There’s the heartache of young Sheila being evacuated to Dungannon but for me the most interesting character is Pat; she works at Stormont for the Ministry of Public Security where an order has gone out that the building must be painted with pitch and cow dung for camouflage purposes because it gleams white in the moonlight and is a point of reference for the German bombers!
Fascinating is the mission to Dublin by Pat and her colleague William on behalf of the British Government to negotiate the end of Irish neutrality and allow navel bases within its borders, Churchill’s carrot being the prospect of a United Ireland.
The Blitz has hit, bombs fall, a thousand fires burn throughout Belfast, streets are filled with bricks and belongings from the houses lying in ruins but worst of all are the dead and injured being pulled from the rubble. 20,000 are homeless and people are fleeing to safety on the Cave Hill, Black Mountain and the Holywood Hills and Martha has volunteered to help families identify bodies lying in rows of coffins in St. George’s Market.
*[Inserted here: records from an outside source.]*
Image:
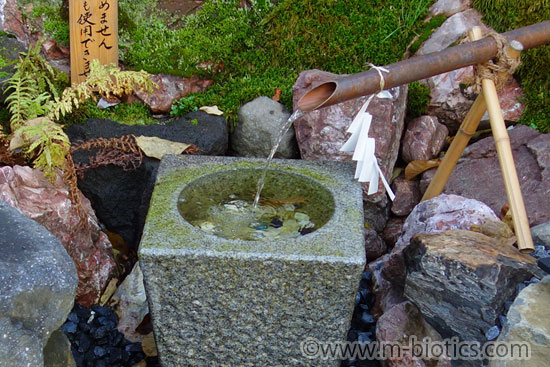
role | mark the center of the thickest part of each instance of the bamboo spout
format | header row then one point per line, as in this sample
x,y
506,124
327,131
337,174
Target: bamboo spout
x,y
419,67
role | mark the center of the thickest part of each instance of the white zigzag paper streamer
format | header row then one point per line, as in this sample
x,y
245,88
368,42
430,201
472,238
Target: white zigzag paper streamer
x,y
363,147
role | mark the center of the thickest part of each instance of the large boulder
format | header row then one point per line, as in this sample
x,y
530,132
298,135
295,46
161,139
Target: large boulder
x,y
49,204
451,93
259,126
322,132
460,280
532,160
402,325
121,198
37,288
529,324
438,214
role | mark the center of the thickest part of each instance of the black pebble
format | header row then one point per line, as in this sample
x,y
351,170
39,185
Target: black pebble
x,y
544,264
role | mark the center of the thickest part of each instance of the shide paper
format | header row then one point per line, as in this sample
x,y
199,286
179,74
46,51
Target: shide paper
x,y
363,148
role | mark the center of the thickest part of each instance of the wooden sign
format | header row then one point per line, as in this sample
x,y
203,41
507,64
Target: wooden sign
x,y
94,35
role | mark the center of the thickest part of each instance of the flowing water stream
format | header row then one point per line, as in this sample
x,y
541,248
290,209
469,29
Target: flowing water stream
x,y
261,182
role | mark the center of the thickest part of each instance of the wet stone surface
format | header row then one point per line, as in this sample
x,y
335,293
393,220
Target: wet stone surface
x,y
96,342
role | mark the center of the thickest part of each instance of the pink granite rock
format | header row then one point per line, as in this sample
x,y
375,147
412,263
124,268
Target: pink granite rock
x,y
407,195
442,213
48,203
424,138
402,324
322,132
478,175
171,88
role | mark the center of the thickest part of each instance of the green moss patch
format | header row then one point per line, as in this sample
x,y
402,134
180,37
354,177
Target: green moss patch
x,y
505,15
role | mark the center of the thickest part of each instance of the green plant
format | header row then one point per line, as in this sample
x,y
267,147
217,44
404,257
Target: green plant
x,y
505,15
35,104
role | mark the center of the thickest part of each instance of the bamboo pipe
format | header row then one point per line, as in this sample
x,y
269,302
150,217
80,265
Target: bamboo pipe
x,y
419,67
465,132
506,160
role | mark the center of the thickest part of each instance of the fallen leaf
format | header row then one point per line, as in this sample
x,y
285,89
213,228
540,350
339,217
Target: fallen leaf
x,y
156,147
211,110
277,96
109,291
149,346
415,168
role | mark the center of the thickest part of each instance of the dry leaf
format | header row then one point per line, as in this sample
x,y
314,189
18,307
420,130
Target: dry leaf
x,y
109,291
211,110
277,96
415,168
149,346
156,147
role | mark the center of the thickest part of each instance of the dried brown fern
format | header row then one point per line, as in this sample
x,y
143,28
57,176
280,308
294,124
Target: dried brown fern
x,y
122,152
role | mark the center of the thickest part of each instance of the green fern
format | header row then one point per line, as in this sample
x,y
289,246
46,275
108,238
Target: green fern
x,y
35,105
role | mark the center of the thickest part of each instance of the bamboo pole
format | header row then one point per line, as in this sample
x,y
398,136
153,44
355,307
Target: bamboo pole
x,y
506,160
465,132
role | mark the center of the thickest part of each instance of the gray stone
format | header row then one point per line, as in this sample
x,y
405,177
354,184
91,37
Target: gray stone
x,y
528,324
131,303
449,7
37,288
460,280
260,122
57,352
247,303
424,138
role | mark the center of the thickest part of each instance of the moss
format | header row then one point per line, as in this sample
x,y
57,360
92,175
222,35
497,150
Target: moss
x,y
265,47
505,15
124,113
418,100
427,31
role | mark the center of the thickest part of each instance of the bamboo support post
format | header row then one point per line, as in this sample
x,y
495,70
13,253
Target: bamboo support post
x,y
506,160
465,132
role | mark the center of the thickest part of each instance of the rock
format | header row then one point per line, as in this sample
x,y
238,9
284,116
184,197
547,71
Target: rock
x,y
387,294
532,160
48,204
374,245
460,280
424,138
171,88
544,264
528,323
57,352
400,325
37,287
442,213
451,93
259,126
454,29
407,195
393,229
541,234
322,132
9,50
436,215
449,7
132,304
15,19
121,198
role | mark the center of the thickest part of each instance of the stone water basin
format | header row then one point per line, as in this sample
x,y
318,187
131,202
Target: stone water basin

Above all, the heart of the story surrounds the girls singing group, The Golden Sisters, part of Mr. Goldstein’s ‘Barnstormers’, a troupe of local entertainers who entertain the public and the troops, all the sisters can sing and sing well and their progress to the top is swift despite their individual traumas.
This book is well written and well researched – that’s because the story is based on Alrene Hughes own family, her grandmother, her mother and her aunts and how they sang they way through those war years, their adventures woven through the trauma of survival when there is no money, no food and no shelter from the bombs. Roll on the third book.